この動画では、Subio PlatformのBasic Plug-inを使って、 RNA-Seqデータを可視化しながら確認し、 発現差解析の結果を比較する基本的な流れを紹介します。
使用しているデータは、 RNA-Seqデータ解析チュートリアル と同じGSE49110のデータです。 3種類のsiRNA処理を比較するために、 正規化後Gene Countsをコントロール群 siC に対するLog2 Ratioに変換したデータを使い、 フィルタリング、PCA、階層的クラスタリング、ヒートマップ、 コントロール群 siC に対するDEG解析、 ベン図によるDEGリストの比較を行います。

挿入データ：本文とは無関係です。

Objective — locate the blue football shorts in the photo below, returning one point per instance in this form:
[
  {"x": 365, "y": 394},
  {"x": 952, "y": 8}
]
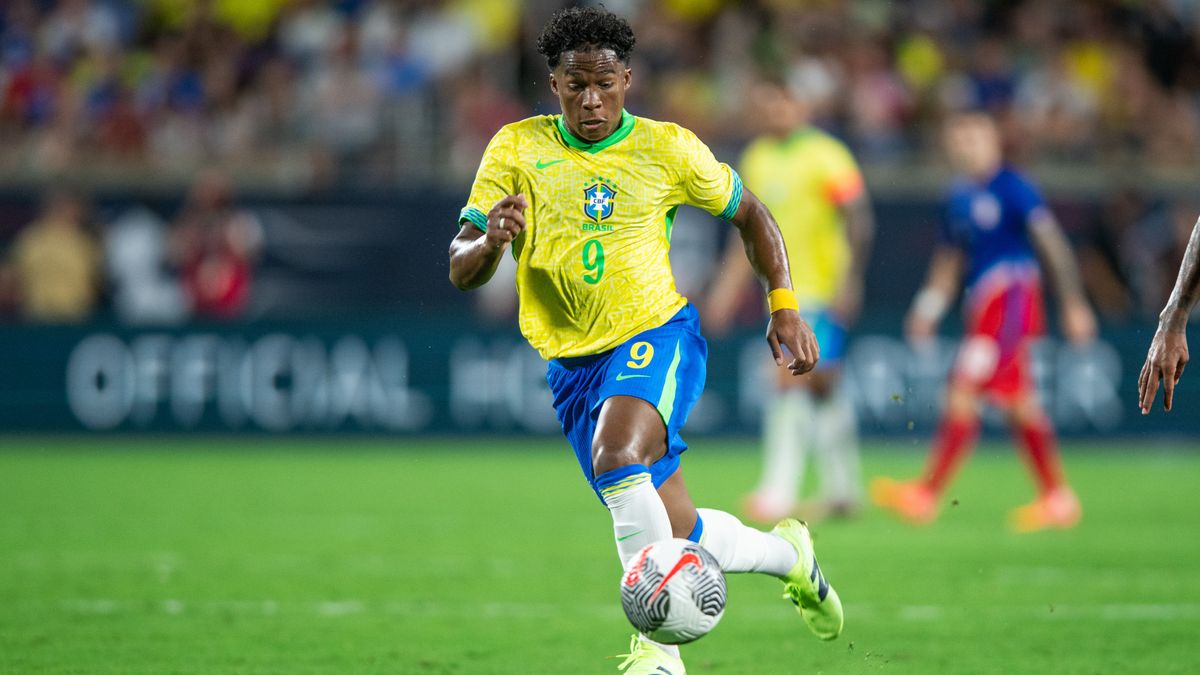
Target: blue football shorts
[
  {"x": 665, "y": 366},
  {"x": 831, "y": 335}
]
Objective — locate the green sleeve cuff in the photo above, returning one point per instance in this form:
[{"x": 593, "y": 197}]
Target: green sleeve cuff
[
  {"x": 477, "y": 217},
  {"x": 731, "y": 209}
]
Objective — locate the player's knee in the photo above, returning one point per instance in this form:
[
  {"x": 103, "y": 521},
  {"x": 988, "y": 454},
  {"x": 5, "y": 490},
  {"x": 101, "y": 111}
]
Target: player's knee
[
  {"x": 611, "y": 457},
  {"x": 1026, "y": 411}
]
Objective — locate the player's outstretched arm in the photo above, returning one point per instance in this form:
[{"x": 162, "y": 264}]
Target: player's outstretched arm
[
  {"x": 475, "y": 254},
  {"x": 1078, "y": 321},
  {"x": 1169, "y": 348},
  {"x": 935, "y": 297},
  {"x": 768, "y": 258}
]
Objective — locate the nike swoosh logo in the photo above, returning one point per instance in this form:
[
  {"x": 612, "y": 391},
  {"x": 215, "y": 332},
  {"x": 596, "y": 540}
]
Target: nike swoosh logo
[
  {"x": 684, "y": 561},
  {"x": 628, "y": 536}
]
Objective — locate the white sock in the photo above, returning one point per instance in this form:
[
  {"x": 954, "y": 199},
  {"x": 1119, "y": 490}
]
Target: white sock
[
  {"x": 744, "y": 549},
  {"x": 639, "y": 517},
  {"x": 787, "y": 416},
  {"x": 835, "y": 438}
]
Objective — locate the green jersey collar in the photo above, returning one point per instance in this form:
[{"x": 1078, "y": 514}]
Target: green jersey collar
[{"x": 627, "y": 125}]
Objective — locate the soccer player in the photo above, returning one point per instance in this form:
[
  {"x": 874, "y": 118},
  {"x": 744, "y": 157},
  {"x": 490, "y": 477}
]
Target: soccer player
[
  {"x": 586, "y": 201},
  {"x": 813, "y": 185},
  {"x": 995, "y": 228},
  {"x": 1169, "y": 348}
]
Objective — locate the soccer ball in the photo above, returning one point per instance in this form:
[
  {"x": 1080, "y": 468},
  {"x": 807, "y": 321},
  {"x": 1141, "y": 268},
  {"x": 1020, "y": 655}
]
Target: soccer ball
[{"x": 673, "y": 591}]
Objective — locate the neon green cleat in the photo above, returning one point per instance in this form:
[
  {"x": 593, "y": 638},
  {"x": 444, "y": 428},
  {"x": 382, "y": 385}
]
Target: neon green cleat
[
  {"x": 647, "y": 658},
  {"x": 807, "y": 587}
]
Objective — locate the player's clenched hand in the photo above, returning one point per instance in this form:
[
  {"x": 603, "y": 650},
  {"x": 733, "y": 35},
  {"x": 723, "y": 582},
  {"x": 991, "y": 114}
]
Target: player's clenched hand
[
  {"x": 505, "y": 221},
  {"x": 787, "y": 329},
  {"x": 1165, "y": 360}
]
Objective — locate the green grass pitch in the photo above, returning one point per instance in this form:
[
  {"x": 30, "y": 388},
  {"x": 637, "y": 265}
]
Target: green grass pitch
[{"x": 480, "y": 556}]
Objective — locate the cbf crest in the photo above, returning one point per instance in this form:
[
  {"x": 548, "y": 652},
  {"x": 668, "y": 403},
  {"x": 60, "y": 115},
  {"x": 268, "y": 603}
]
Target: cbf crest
[{"x": 598, "y": 201}]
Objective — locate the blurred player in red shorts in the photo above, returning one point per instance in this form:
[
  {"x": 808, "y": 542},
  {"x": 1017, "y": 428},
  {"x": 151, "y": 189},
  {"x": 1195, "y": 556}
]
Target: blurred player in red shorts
[{"x": 995, "y": 228}]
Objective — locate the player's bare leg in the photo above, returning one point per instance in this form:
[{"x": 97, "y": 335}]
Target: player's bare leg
[
  {"x": 916, "y": 501},
  {"x": 630, "y": 436},
  {"x": 1056, "y": 505}
]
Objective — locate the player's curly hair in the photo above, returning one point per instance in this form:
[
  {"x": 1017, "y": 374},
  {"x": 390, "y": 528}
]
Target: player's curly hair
[{"x": 576, "y": 28}]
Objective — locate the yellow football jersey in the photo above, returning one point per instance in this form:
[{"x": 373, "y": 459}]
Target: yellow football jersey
[
  {"x": 803, "y": 179},
  {"x": 592, "y": 262}
]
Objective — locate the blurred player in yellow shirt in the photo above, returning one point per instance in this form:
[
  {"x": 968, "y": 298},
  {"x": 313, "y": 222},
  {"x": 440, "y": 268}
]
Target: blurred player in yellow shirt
[{"x": 814, "y": 186}]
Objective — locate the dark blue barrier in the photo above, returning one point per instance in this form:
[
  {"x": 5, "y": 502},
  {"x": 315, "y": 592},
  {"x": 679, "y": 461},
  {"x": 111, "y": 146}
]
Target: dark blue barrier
[{"x": 450, "y": 375}]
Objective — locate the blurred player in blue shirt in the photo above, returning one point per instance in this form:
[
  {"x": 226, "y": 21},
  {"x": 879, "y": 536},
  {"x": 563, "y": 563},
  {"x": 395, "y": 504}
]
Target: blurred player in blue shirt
[{"x": 995, "y": 228}]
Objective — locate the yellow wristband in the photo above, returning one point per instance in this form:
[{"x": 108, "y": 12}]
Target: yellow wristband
[{"x": 781, "y": 299}]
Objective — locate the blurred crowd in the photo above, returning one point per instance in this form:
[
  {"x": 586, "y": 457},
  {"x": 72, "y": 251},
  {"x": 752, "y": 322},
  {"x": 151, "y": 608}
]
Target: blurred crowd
[
  {"x": 317, "y": 90},
  {"x": 130, "y": 94},
  {"x": 65, "y": 264}
]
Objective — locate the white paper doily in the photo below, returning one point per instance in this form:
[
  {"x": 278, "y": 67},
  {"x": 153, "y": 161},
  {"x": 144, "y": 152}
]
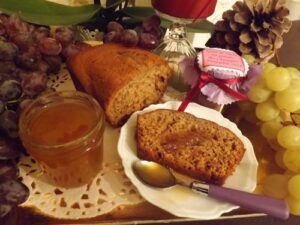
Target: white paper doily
[
  {"x": 178, "y": 200},
  {"x": 110, "y": 189}
]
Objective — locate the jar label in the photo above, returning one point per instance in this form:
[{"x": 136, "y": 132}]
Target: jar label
[{"x": 222, "y": 58}]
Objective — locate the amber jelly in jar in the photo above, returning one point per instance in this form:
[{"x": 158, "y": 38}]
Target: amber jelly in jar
[{"x": 63, "y": 132}]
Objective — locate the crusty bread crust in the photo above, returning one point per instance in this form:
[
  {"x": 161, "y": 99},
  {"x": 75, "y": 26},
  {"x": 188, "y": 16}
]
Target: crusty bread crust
[
  {"x": 192, "y": 146},
  {"x": 110, "y": 72}
]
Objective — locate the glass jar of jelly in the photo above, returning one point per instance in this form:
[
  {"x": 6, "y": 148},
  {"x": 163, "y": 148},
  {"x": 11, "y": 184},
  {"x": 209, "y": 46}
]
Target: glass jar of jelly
[{"x": 63, "y": 132}]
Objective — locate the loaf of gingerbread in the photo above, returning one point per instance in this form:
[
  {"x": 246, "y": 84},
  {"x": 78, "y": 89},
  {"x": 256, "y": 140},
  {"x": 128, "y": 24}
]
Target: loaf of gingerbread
[{"x": 123, "y": 80}]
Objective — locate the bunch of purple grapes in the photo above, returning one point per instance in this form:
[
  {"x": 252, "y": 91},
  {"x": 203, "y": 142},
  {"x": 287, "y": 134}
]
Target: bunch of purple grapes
[
  {"x": 12, "y": 190},
  {"x": 147, "y": 36},
  {"x": 28, "y": 54}
]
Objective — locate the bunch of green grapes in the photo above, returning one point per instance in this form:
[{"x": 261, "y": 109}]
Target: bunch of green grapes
[{"x": 277, "y": 100}]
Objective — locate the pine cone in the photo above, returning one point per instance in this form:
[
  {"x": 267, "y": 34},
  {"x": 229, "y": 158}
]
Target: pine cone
[{"x": 252, "y": 27}]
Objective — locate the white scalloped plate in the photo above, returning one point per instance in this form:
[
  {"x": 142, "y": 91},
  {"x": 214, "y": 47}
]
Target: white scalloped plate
[{"x": 181, "y": 201}]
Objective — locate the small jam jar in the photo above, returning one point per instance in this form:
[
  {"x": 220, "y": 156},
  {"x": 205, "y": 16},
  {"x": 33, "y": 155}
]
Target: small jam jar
[{"x": 63, "y": 132}]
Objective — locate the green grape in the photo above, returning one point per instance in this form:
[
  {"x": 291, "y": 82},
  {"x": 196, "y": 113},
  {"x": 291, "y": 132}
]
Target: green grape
[
  {"x": 275, "y": 186},
  {"x": 291, "y": 159},
  {"x": 259, "y": 92},
  {"x": 278, "y": 79},
  {"x": 294, "y": 187},
  {"x": 289, "y": 99},
  {"x": 279, "y": 159},
  {"x": 294, "y": 72},
  {"x": 270, "y": 128},
  {"x": 275, "y": 145},
  {"x": 294, "y": 205},
  {"x": 250, "y": 59},
  {"x": 251, "y": 117},
  {"x": 289, "y": 137},
  {"x": 267, "y": 110},
  {"x": 267, "y": 68}
]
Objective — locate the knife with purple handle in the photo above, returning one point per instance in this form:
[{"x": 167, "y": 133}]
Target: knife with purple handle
[{"x": 271, "y": 206}]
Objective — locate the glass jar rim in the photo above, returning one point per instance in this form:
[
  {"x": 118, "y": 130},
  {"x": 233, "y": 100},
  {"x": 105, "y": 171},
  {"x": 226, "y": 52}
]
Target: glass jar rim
[{"x": 62, "y": 94}]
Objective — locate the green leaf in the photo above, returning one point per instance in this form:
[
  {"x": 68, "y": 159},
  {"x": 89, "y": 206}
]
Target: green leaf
[
  {"x": 48, "y": 13},
  {"x": 141, "y": 13}
]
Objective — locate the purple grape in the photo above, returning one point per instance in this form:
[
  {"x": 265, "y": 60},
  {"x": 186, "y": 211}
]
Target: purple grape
[
  {"x": 13, "y": 192},
  {"x": 9, "y": 149},
  {"x": 8, "y": 170},
  {"x": 50, "y": 46},
  {"x": 65, "y": 35},
  {"x": 152, "y": 25},
  {"x": 8, "y": 51},
  {"x": 2, "y": 29},
  {"x": 9, "y": 123},
  {"x": 10, "y": 90},
  {"x": 114, "y": 26},
  {"x": 41, "y": 33},
  {"x": 15, "y": 24},
  {"x": 8, "y": 67},
  {"x": 53, "y": 62},
  {"x": 5, "y": 209},
  {"x": 2, "y": 106},
  {"x": 34, "y": 83},
  {"x": 27, "y": 60},
  {"x": 129, "y": 38},
  {"x": 112, "y": 36},
  {"x": 24, "y": 103},
  {"x": 74, "y": 48},
  {"x": 148, "y": 41},
  {"x": 3, "y": 18},
  {"x": 22, "y": 40}
]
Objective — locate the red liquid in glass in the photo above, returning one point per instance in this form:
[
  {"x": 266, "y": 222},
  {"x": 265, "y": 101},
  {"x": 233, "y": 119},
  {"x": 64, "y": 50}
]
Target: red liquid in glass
[{"x": 187, "y": 9}]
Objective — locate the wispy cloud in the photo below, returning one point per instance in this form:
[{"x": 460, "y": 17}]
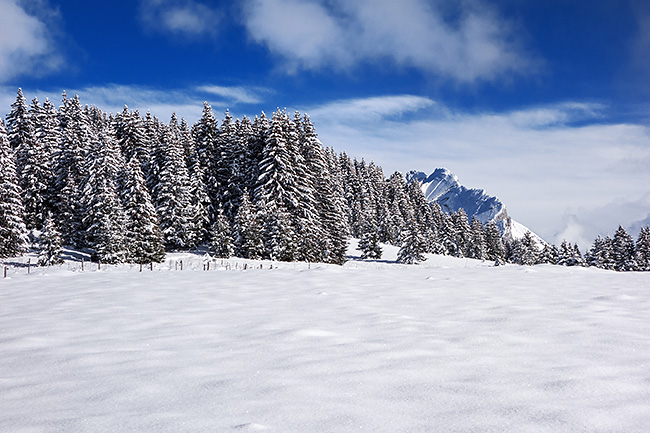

この動画では、操作の流れを分かりやすくするため、 正規化や前処理の詳しい説明は省略しています。 実際には、正規化後Gene Countsに対してLow Signal CutoffやFill Missing Valuesなどの前処理を行ったうえで、 コントロール群に対するLog2 Ratioに変換したデータを使用しています。 詳しい手順については、 RNA-Seqデータ解析チュートリアルをご覧ください。
Basic Plug-inで行う解析の流れ
この動画では、以下の流れで解析を進めます。
- 低Counts領域の不安定な測定値を持つ遺伝子を除外する
- 発現変動のほとんどない遺伝子を除外する
- PCAでサンプル間の関係を確認する
- 階層的クラスタリングとヒートマップで発現パターンを確認する
- コントロール群 siC に対するDEGリストを抽出する
- UpリストとDownリストを保存する
- ベン図で複数のDEGリストを比較する
- DEGの和集合リストをヒートマップで確認する
フィルタリングは、データを見ながら決める
RNA-Seqデータでは、低Counts領域の測定値が不安定になりやすく、 そのままPCAやクラスタリング、発現差解析に使うと、 結果の解釈が難しくなることがあります。
この動画では、固定された閾値を機械的に使うのではなく、 Gene Countsを可視化した散布図を見ながら、 どの領域を解析から除外するかを決めています。
また、ほとんど発現変動しない遺伝子は、 DEG解析では必ずしも除外する必要はありませんが、 クラスタリングでは重要なフィルタリング対象になります。 発現変動しない遺伝子を大量に含めたままクラスタリングを行うと、 本当に見たい発現パターンが見えにくくなるためです。
PCAとヒートマップを関連づけて解釈する
PCAでは、サンプル間の関係や全体的な発現プロファイルの違いを確認できます。 このデータでは、コントロール群の2サンプルが原点付近にあり、 siRNA処理によってサンプルが主に右下方向へ移動していることが分かります。
次に、階層的クラスタリングとヒートマップを使うことで、 どの遺伝子群が、どの処理群で上昇または低下しているかを確認できます。 PCAとヒートマップは別々に見るのではなく、 PCAで見えたサンプル間の違いが、 どのような発現パターンに由来しているのかを確認するために、 関連づけて解釈することが重要です。
DEGリストを抽出し、ベン図で比較する
Basic Plug-inのCompare 2 Groupsツールを使うと、 コントロール群に対して発現が上昇した遺伝子、 または低下した遺伝子を抽出できます。
この動画では、siCを基準として、 siE1、siE2、siE3それぞれのDEGリストを抽出し、 UpリストとDownリストに分けて保存しています。
DEGリストの抽出では、Volcano Plotだけでなく、 平均発現量と発現変動の関係を見る散布図も併せて確認しながら、 閾値を決めています。
さらに、Subio Platformの基本機能であるベン図ツールを使って、 複数のDEGリストの共通部分や違いを確認します。 このデータでは、発現上昇のDEGリストには比較的共通する遺伝子が多く、 発現低下のDEGリストには群特異的な遺伝子が多いことが分かります。
自動解析だけでなく、可視化しながら確認する
この動画の目的は、単にBasic Plug-inの操作方法を示すことだけではありません。 RNA-Seqデータ解析では、結果を自動的に出すだけでなく、 各ステップでデータを可視化し、 フィルタリングの妥当性、サンプル間の関係、発現パターン、 DEGリストの共通性や違いを確認することが重要です。
Subio Platformでは、RNA-Seqデータを可視化しながら、 解析結果を確認し、必要に応じて条件を調整しながら、 生物学的な解釈へ進めることができます。